Monday, March 10, 2014

"The Haunted Life," an early Jack Kerouac novella, is published 70 years later


                                                           The Haunted Life


The Allen Ginsberg Project reports that a long-lost Kerouac manuscript is being published in time for the author's birthday on March 12:




Published this past Tuesday in the UK by Penguin and this coming Thursday in the US by Da Capo Press, and edited by respected Beat scholar, Todd Tietchen - The Haunted Life - a previously-unpublished, only-recently rediscovered, short (19,ooo word) novella by Jack Kerouac, seventy years after it was written, finally gets to see the light of day.

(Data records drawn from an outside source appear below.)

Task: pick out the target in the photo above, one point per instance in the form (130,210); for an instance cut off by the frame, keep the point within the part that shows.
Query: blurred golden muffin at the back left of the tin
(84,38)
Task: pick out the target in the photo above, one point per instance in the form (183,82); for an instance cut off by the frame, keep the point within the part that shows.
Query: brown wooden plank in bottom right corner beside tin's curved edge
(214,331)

Written when he was only twenty-two and attending Columbia, lost almost immediately (Kerouac left his only hand-written final draft in a New York taxi-cab), re-surfacing thirteen years later in a Columbia University dormitory, and then in 2002 on the auction block at Sotheby's, post-The Town and the City, pre-On The Road, The Haunted Life has had an unsual (to say the least) progress to publication.

As Penguin publicity proudly declare it - "Now, 70 years after Kerouac wrote it, his second novel will be published for the first time..."

The Haunted Life was originally conceived as part of a longer work (tentatively titled An American Passed Here, the coming-of-age story of  (Kerouac-surrogate) "Peter Martin" in the fictional town of "Galloway" (based, recognizeably, on Lowell).

The novella is rounded out, in this edition, by sketches, notes and observations kept during the time of its composition, and with a revealing selection of correspondence between Kerouac and his father, Leo.